Mastodon
sungate.co.uk

sungate.co.uk

Ramblings about stuff

DNS, DHCP, Squid and Network syslog all on the same box …

Should have seen this coming I suppose, but today the server which (a) provides our DNS cache, (b) is our DHCP server, (c) is our web proxy server (Squid) and (d) is our network syslog host, fell over in a heap. The astute observers amongst you will appreciate that this is a Bad Thing.

To be honest, there were rumbles of unhappiness from this server a couple of weeks ago, so I was at least slightly prepared. In fact, I had prepared a failover server for the DNS and DHCP functionality. The box which failed today, let’s call it Box A, gives out itself as the primary DNS server when it serves DHCP leases; the failover server, Box B, gives out itself as the primary DNS. So, if Box A fails, Box B will be available for giving out DHCP leases, and those leases will have a valid DNS server associated with them. This part of my redundant setup behaved as expected, and correctly. However, there were a couple of annoyances associated with it:

  • Other servers on the network have Box A hardcoded as their primary DNS. And, as far as I can tell, even if you change their /etc/resolv.conf to have Box B listed first, that won’t take effect until all network apps, or possibly the network interface itself, is restarted. This is annoying and meant once Box A went tits up, all these other servers on the network were trying to access the non-existent machine. Unless I brought all these others offline (not really a viable option), they were going to be slow and sluggish;
  • Those desktop users who were in early had got a DHCP lease from Box A – this meant that, when it went offline, they had a non-existent DNS server in their configurations, resulting in slow and sluggish behaviour.

Well, I asked all desktop users to reboot their PCs if they were having difficulties. Prior to doing this, I also made sure that the web proxy (located on the defunct Box A) was bypassed. This helped.

When it came to troubleshooting Box A to actually find out what was wrong, it was just One Thing After Another. Bearing in mind that Box A is a fairly basic rack server with a single SCSI disk on a single SCSI controller, this is what happened:

  1. First, I ran a RAM check. I left this running for about two hours and there were no errors;
  2. Initial investigations suggested that either the SCSI controller or the SCSI disk might be faulty – there were kernel errors which pointed towards this possibility;
  3. I hoped that I might be able to keep the system ‘up’ for long enough to copy everything from the SCSI disk across to a spare IDE disk, then bring up an IDE-only server.

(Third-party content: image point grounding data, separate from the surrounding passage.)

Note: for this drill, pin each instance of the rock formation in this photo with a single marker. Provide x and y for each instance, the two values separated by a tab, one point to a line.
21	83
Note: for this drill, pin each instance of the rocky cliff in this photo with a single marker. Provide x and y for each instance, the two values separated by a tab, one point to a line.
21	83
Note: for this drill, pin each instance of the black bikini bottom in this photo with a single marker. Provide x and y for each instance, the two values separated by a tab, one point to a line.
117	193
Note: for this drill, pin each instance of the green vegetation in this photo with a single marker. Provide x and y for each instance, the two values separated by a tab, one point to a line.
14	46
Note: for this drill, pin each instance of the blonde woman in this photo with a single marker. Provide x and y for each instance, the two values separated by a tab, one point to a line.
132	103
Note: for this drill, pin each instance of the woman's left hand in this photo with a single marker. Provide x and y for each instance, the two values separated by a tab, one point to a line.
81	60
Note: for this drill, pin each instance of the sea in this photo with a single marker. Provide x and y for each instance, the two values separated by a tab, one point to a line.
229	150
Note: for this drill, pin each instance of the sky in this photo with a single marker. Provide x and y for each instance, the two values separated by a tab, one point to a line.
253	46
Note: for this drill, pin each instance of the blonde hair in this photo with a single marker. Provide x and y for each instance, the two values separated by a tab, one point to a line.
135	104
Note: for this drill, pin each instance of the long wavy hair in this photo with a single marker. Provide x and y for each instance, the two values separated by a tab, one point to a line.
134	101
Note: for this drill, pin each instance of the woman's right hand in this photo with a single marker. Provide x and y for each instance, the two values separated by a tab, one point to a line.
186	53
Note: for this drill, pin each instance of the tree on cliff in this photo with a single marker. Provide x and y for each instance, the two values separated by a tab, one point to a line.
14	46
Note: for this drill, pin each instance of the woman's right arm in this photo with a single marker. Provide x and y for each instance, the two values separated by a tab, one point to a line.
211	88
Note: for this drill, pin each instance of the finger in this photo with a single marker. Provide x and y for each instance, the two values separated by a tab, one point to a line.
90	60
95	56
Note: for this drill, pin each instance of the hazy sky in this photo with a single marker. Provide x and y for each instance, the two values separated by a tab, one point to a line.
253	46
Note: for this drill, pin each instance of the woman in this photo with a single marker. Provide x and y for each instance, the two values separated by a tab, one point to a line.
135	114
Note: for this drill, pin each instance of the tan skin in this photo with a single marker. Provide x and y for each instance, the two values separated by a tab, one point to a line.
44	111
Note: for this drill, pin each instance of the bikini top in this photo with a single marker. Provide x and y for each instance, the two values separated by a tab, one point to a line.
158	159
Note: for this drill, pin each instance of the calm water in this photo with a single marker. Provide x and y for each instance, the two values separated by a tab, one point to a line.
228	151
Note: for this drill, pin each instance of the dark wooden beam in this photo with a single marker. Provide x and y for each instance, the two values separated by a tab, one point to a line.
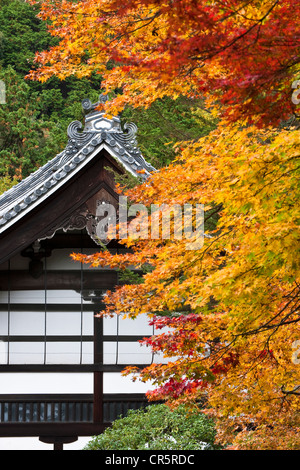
57	207
92	279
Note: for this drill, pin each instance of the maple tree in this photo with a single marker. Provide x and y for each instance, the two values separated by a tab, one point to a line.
232	307
237	53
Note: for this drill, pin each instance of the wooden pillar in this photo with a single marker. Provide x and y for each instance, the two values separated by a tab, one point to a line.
98	376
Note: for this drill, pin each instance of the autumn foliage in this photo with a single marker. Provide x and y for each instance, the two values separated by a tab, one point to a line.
228	312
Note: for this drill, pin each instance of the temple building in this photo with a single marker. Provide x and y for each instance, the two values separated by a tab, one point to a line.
60	365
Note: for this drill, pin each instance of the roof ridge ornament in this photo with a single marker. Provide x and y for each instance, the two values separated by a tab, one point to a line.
88	106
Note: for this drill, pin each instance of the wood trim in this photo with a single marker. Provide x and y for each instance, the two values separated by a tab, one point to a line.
60	205
59	280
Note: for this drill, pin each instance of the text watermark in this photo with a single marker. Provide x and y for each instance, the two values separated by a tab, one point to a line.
2	92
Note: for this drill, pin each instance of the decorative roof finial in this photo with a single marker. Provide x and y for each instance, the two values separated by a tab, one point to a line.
88	106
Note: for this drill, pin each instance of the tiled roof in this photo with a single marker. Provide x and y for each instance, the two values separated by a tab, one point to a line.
83	145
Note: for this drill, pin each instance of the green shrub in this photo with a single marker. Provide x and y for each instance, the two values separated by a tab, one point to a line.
158	428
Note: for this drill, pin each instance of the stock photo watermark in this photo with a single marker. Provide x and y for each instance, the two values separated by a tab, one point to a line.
2	92
296	92
296	354
163	222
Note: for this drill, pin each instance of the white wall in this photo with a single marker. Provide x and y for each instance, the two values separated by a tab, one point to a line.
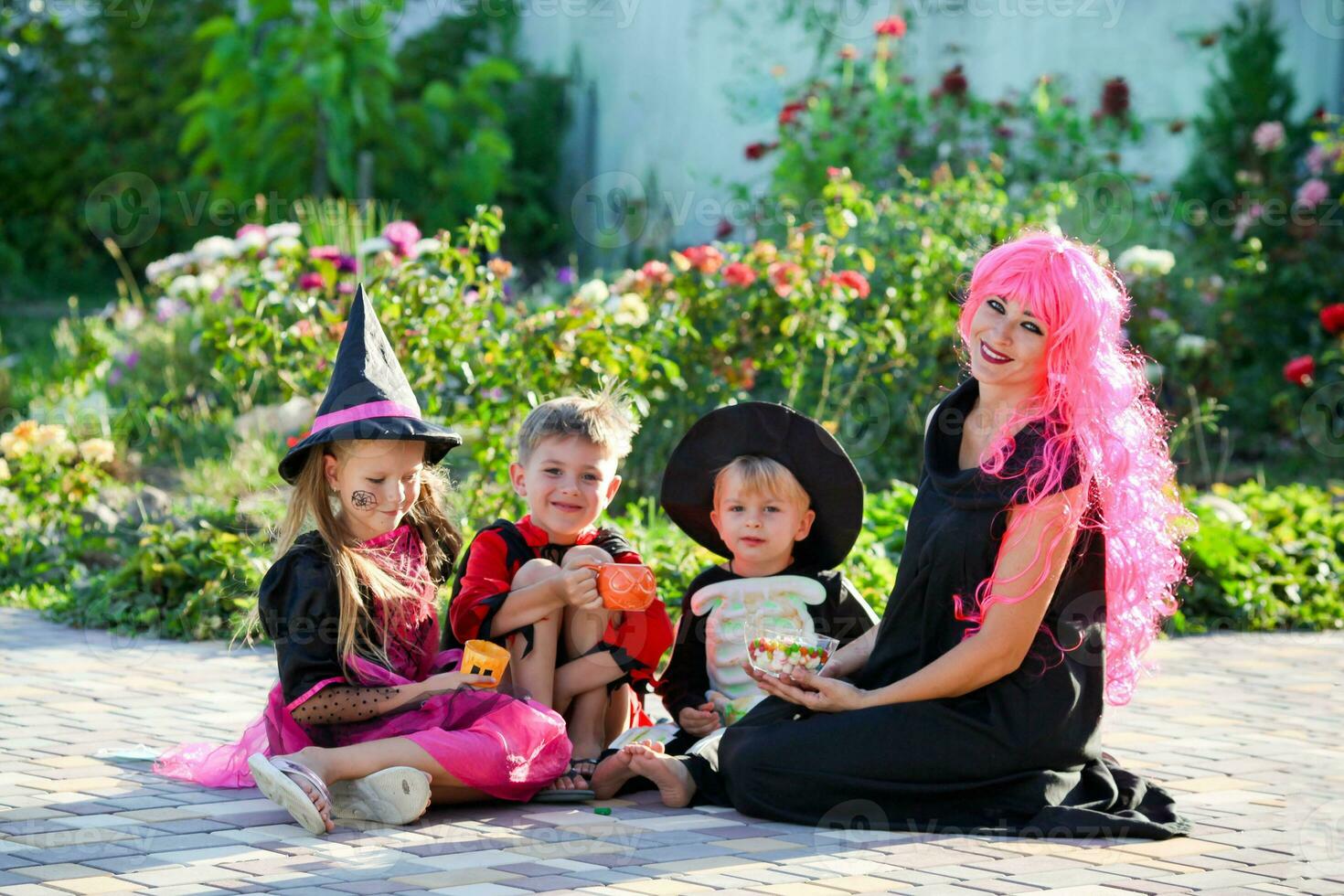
669	91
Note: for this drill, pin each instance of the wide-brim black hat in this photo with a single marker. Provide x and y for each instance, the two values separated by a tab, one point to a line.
780	432
368	397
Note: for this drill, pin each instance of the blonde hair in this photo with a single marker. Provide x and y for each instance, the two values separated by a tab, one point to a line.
603	418
359	577
763	475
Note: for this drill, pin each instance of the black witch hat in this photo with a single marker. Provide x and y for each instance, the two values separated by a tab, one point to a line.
368	397
780	432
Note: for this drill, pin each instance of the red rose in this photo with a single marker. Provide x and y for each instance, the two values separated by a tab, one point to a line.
1332	317
783	275
849	280
758	149
1300	369
891	27
705	258
738	274
1115	98
789	113
955	82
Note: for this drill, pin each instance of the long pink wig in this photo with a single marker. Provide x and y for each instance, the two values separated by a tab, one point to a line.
1097	410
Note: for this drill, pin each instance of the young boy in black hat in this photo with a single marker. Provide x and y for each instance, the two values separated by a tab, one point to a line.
773	492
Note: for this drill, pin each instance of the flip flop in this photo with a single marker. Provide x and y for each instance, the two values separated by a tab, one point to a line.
272	776
572	795
395	795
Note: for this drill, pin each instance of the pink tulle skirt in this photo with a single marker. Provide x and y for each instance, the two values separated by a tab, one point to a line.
504	747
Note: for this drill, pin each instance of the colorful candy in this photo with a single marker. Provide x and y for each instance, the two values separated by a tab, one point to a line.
780	656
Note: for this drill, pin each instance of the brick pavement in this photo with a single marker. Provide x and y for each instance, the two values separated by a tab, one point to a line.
1243	729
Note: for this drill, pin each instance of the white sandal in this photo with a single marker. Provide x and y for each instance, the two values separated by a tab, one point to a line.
395	795
272	776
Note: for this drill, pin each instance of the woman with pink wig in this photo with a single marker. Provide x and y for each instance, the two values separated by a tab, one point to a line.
1040	558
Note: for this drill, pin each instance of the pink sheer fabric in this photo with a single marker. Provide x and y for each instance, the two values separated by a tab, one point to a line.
508	749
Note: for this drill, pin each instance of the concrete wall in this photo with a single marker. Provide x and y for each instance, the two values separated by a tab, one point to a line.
669	91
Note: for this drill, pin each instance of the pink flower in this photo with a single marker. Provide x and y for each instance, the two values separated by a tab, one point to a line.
657	272
890	27
402	235
848	280
738	274
705	258
1300	369
1269	136
1313	192
789	114
781	277
1332	317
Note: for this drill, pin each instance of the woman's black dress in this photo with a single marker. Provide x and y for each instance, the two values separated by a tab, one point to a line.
1018	756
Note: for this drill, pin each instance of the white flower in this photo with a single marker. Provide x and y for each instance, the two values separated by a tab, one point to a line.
185	285
1140	261
593	292
129	317
1191	346
251	240
372	246
426	246
631	311
99	452
165	266
215	248
283	229
285	246
54	438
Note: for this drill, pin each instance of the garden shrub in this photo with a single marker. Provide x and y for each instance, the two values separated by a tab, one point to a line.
1265	559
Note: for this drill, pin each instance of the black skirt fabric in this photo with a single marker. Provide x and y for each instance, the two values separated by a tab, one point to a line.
1019	756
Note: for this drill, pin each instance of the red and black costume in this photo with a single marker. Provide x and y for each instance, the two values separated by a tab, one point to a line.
485	578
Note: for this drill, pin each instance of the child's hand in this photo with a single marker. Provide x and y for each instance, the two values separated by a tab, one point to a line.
698	720
578	589
445	681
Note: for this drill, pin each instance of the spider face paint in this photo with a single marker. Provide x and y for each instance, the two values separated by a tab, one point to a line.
378	484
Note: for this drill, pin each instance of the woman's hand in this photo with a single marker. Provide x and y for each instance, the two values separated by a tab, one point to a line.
699	720
445	681
811	690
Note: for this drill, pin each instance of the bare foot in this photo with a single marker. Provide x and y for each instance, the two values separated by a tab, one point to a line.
671	776
309	756
613	772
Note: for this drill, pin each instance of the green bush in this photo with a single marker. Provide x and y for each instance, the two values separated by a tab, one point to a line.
192	581
1265	559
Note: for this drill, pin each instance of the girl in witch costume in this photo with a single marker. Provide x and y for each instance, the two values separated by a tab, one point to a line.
773	492
1040	557
369	719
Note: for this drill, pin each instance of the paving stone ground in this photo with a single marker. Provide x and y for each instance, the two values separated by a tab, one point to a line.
1243	729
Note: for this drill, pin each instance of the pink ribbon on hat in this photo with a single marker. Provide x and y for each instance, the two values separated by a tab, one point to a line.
363	412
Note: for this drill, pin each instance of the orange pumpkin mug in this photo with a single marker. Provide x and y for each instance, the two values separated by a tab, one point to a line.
625	586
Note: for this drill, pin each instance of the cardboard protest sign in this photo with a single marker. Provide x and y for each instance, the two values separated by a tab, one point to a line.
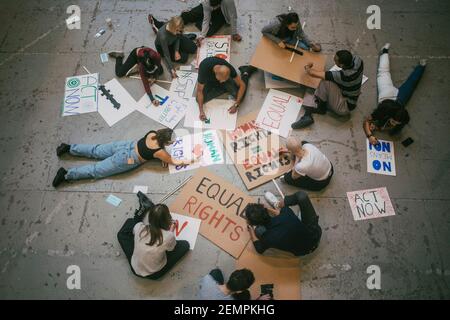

This would certainly work if the SCSI setup was to blame;
  4. So, I connected a spare IDE disk and booted up with a Knoppix CD. I created the partitions on the IDE disk and began to format them. After kicking off one of the formats, I went back to my desk to read my email and, on returning, Box A had rebooted itself. Not Good;
  5. I tried this a couple of times, but I kept getting the system hang or reboot;
  6. Eventually I thought “Bugger this …” and decided to cut my losses and perform a fresh OS installation on to the IDE disk. I took the SCSI controller and SCSI disk out of the box and began the install, my plan being to restore most of the system from backups afterwards;
  7. However, fate was against me here too. If my theory that the SCSI system was at fault was correct, then I should have had no problem with a non-SCSI setup. But It Was Not To Be. Kernel panic during installation;
  8. OK, so it’s not the SCSI system that’s at fault. I’m beginning to think that it’s probably the motherboard which is playing up, which is Bad News.

I’ve been troubleshooting for most of the day by this time and I’m getting fed up, so I change the IP of our development server so that it matches Box A and install ‘dnsmasq’ so that it can respond to all the DNS requests that are still coming in. That appears to work and, while far from perfect, will probably do for a few days until a replacement Box A can be obtained. The web proxy can wait: our connectivity is better now we have ADSL. And the networked-syslog is not exactly mission-critical, of course.

Still, you’ve got to laugh, don’t you?

5 Responses to DNS, DHCP, Squid and Network syslog all on the same box …

  1. Probably showing my ignorance here but…

    a) Why weren’t your DHCP servers defining primary and secondary DNS servers, and b) if they were why weren’t the clients resolving correctly?

    Cheers,

    Permalink
  2. Nasty 🙁 Still – at least you’re playing with a Linux box, and not faffing about with a failed WinXP install like me….

    Permalink
  3. why weren’t the clients resolving correctly?

    Each client gets three DNS servers via DHCP … however, under Win98 at least, it “keeps on trying” the first one, even if it is down. i.e. they don’t “get the hint”. This is most definitely a bug, but something I can’t easily fix.

    Permalink
  4. Dodgey PSU or CPU/system fan can do horrible things like that. Try changing them.

    Permalink
  5. Dodgey PSU

    This PSU is rather non-standard and doesn’t appear to match any of my spares.

    CPU/system fan

    Ditto. We’re getting a replacement box sourced …

    Permalink

Comments are closed.